ねじ — サイズ、ピッチ & 設計ルール
メートル法ISOねじのクイックリファレンス:標準サイズ、ピッチ、下穴径・バカ穴径、および最小ねじ込み長さとタップ穴周囲の材料に関する経験則。
考慮すべき点
最小ねじ込み長さ
経験則として、ねじ込み長さは鋼で少なくとも 1 × D、アルミニウムで 1.5 × D、マグネシウムまたはプラスチックで 2 × D とします(Dはねじの呼び径)。
最小肉厚 / ボス径
タップ穴の周囲には少なくとも 1 × D の材料を確保してください(ボス径 ≥ 2 × D、端からの距離 ≥ 1.5 × D)。これより薄いと、荷重下でのブローアウトやねじ山の引き抜けのリスクがあります。
止まり穴底部の最小材料厚さ
止まりタップ穴の底には未加工材料を少なくとも 0.5 × D 残し、必要なねじ深さより 2〜3ピッチ深く 下穴を加工して、タップが完全なねじ山を切削できるようにします。
並目ねじ vs 細目ねじ
標準として 並目 を使用してください — 損傷に強く、組立が速く、軟質材料でも良好です。薄肉部、高い予荷重、耐振動性、または精密な調整が必要な場合は 細目 を使用してください。
公差等級
ISO 965 の標準は 6H / 6g(ナット/ボルト)— 一般的なはめあいに相当します。精密用途には4H/4h、コーティングや溶融亜鉛めっきを施す場合は7H/8gを使用してください。
軟質材料にはインサートを使用
アルミニウム、マグネシウム、または繰り返し組立を行うプラスチックには、鋼製ねじインサート(Helicoil、Time-Sert、Ensat)を使用してください。インサートによりボスを小さく保ちながら、鋼対鋼のねじ強度が得られます。
標準サイズ(並目ピッチ)
ピッチと下穴径はISO 261 / 724に準拠。バカ穴はISO 273の中間シリーズです。最小ねじ込み長さは強度区分8.8のボルトに対する実用的な経験則です。
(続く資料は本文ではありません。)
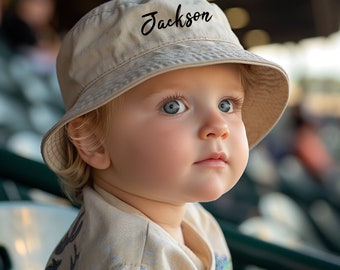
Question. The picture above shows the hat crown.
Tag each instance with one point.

| サイズ | ピッチ (mm) | 下穴 ⌀ (mm) | バカ穴 ⌀ (mm) | 最小ねじ込み長さ — 鋼 | 最小ねじ込み長さ — アルミ |
|---|---|---|---|---|---|
| M3 | 0.5 | 2.5 | 3.4 | 3 mm | 5 mm |
| M4 | 0.7 | 3.3 | 4.5 | 4 mm | 6 mm |
| M5 | 0.8 | 4.2 | 5.5 | 5 mm | 8 mm |
| M6 | 1.0 | 5.0 | 6.6 | 6 mm | 9 mm |
| M8 | 1.25 | 6.8 | 9.0 | 8 mm | 12 mm |
| M10 | 1.5 | 8.5 | 11.0 | 10 mm | 15 mm |
| M12 | 1.75 | 10.2 | 13.5 | 12 mm | 18 mm |
| M14 | 2.0 | 12.0 | 15.5 | 14 mm | 21 mm |
| M16 | 2.0 | 14.0 | 17.5 | 16 mm | 24 mm |
| M20 | 2.5 | 17.5 | 22.0 | 20 mm | 30 mm |
| M24 | 3.0 | 21.0 | 26.0 | 24 mm | 36 mm |
| M30 | 3.5 | 26.5 | 33.0 | 30 mm | 45 mm |
一般的な細目ピッチ
細目ねじはリード角が小さく、同じトルクでもより高い予荷重が得られ、薄肉部での保持力も優れていますが、損傷や汚れの影響を受けやすくなります。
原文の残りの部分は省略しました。